Keywords: miR675, human mesenchymal stem cell, malignant transformation, P62
Introduction
Mesenchymal stromal cells (MSCs) are a kind of stromal cell within the tumor microenvironment.1 Studies have revealed MSCs tended to directionally migrate toward tumor cells.2 MicroRNAs are potent regulators of gene expression and modulate multiple cellular processes, including tumorigenesis. miR675 is expressed exclusively in the various tissues.3, 4 Moreover, H19 maintains hematopoietic stem cell-repopulating ability through a miR-675-IGFR-signaling circuit.5 miR675 is associated with carcinogenesis. For example, miR-675 modulates human gastric cancer cell proliferation by targeting tumor suppressor Runt Domain Transcription Factor 1 (RUNX1).6 Overexpression of miR675 in hepatocellular carcinoma links to a dramatic upregulation of proliferative and growth capacity.7 Intriguingly, miR-675 targeted the 3′ UTRs of the histone deacetylase (HDAC) 4–6 transcripts and resulted in the deregulation of HDACs 4–6, and the CTCF-H19-miR-675-HDAC-regulatory pathway plays an important role in the commitment of bone marrow mesenchymal stem cells (BMSCs) into adipocytes.8 Moreover, H19-miR-675-transforming growth factor β1 (TGF-β1)-Smad3-HDAC regulates osteogenic differentiation of human MSCs (hMSCs).9miR-675 enhances tumorigenesis and metastasis of breast cancer cells by downregulating c-Cbl and Cbl-b.10 However, the exact roles of mature miR-675 in hepatocarcinogenesis have not been identified.

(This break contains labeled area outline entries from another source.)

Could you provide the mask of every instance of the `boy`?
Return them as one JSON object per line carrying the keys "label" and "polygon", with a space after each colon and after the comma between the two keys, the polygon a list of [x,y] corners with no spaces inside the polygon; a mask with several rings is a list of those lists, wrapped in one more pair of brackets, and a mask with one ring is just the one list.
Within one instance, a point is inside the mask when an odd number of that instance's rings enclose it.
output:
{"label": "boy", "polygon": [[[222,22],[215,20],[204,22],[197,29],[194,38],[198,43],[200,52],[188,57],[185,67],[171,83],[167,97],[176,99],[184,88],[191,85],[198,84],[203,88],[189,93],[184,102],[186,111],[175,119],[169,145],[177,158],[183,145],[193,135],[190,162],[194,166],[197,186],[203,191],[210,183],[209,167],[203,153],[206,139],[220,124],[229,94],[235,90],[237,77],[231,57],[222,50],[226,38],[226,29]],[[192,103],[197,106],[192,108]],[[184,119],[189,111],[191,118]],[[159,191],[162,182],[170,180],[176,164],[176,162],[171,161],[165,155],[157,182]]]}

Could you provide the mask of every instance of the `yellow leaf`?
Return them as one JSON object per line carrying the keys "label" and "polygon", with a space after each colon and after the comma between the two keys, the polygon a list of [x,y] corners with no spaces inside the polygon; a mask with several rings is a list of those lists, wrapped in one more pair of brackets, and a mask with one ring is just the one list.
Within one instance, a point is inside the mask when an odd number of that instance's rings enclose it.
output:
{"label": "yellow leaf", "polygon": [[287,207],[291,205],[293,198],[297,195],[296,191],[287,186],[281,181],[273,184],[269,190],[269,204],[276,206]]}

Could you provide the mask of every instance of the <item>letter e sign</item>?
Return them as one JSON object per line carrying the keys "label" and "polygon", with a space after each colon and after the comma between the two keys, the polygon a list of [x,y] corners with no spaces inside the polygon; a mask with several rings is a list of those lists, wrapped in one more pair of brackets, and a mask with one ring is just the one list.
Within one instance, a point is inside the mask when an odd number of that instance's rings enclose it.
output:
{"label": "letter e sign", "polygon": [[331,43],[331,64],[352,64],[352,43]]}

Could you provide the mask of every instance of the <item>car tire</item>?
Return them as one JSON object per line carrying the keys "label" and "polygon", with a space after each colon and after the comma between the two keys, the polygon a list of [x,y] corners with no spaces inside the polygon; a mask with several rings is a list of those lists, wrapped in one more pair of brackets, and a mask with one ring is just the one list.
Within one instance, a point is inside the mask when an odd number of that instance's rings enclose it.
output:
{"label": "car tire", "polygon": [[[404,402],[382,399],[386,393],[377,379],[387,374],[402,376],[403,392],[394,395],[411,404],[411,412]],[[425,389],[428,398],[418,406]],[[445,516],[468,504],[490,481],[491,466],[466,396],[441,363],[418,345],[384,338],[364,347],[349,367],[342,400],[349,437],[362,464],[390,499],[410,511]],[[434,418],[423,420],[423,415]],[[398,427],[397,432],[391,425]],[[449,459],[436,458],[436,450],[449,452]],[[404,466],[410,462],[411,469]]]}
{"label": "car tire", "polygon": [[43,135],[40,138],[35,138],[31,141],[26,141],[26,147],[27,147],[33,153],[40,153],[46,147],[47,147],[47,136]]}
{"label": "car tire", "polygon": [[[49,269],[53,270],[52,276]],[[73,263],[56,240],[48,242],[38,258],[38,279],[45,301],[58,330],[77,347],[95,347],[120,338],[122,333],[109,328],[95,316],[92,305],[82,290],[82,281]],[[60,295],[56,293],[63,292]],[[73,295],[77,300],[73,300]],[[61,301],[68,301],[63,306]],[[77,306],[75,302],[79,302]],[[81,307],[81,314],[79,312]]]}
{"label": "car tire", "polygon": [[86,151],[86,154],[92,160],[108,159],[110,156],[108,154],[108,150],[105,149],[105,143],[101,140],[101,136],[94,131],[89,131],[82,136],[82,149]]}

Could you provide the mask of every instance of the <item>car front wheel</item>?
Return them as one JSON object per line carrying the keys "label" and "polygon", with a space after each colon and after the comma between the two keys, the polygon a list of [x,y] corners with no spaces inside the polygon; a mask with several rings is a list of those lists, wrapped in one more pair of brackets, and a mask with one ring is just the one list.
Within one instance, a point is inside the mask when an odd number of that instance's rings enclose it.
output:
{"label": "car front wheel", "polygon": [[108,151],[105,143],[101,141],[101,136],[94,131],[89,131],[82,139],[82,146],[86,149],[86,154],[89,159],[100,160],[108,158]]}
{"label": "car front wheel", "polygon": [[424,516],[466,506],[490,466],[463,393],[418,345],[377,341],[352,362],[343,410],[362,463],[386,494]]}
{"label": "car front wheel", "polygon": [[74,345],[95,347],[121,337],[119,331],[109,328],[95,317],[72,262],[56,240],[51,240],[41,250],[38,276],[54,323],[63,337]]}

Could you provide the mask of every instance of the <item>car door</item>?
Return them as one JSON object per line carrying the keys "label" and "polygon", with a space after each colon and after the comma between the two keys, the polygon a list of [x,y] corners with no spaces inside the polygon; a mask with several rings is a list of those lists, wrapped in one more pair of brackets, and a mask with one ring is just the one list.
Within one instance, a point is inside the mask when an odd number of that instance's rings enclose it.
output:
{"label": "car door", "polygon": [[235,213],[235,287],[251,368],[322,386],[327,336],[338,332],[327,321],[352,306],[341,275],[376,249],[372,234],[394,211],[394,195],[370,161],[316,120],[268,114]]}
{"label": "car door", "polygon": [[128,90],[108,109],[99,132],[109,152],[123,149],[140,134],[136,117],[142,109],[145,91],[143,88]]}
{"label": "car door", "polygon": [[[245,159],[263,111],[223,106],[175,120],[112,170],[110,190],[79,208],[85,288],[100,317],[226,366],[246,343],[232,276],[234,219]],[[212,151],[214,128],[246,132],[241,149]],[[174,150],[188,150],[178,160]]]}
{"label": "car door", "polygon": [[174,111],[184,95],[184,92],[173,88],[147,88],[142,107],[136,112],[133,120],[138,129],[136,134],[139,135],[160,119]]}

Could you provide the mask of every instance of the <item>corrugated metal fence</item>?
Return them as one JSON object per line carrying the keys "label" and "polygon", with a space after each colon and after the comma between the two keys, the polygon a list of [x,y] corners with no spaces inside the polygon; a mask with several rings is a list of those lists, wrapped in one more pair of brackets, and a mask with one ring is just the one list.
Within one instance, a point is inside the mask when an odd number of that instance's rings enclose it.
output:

P62 is a multifunctional adaptor protein implicated in selective autophagy.11 Recent findings link p62 activity to tumorigenesis.12 Interrupting the TRB3-p62 interaction produces potent anti-tumor efficacies against tumor growth and metastasis.13 Moreover, P62 upregulation is commonly observed in human tumors and contributes directly to tumorigenesis.14, 15 Strikingly, P62 is necessary for Ras to trigger IkappaB kinase (IKK) through the polyubiquitination of tumor necrosis factor (TNF) receptor-associated factor 6 (TRAF6).16
DNA mismatch repair (MMR) is an important DNA repair pathway that plays critical roles in DNA replication fidelity and genome stability.17, 18 Cancers deficient in DNA MMR frequently show favorable prognosis. HDAC10 expression is associated with poor prognosis in paracarcinoma tissues with a potential involvement in DNA MMR.19 One report shows that miR-1290 may become a promising biomarker of deficient MMR (dMMR) in colon cancer.20 Moreover, the genomes of cancers deficient in MMR contain exceptionally high numbers of somatic mutations.21
In this study, we demonstrate that miR675 promotes the high expression of the polyubiquitin-binding protein p62 and reduces the H3K36me3-hMSH6-SKP2 ternary complex formation. Thereby, the damaged DNA escapes repair, which causes the malignant transformation of MSCs. This suggests that understanding the novel functions of miR675 will help in the development of new therapeutic approaches that may be useful in a broad range of cancer types.
Results
miR675 Accelerates Malignant Growth of MSCs
To validate whether miR675 triggers malignant transformation of human bone marrow MSCs (HBMMSCs), we first constructed a stable HBMMSC cell line with overexpression of miR675. The two stable HBMMSC cell lines were established by infecting with rLV and rLV-miR675, respectively. The pre-miR675 and mature miR675 can be expressed in these HBMMSCs (Figures S1 and S2). The successful alteration of miR675 expression in the established HBMMSCs was verified by RT-PCR or real-time RT-PCR. As shown in Figure 1A a, the findings showed that the level of pre-miR675 was increased in the rLV-miR675 group compared to control (p < 0.01). As shown in Figure 1A b, the findings showed that the level of mature miR675 was increased in the rLV-miR675 group compared to control (p < 0.01).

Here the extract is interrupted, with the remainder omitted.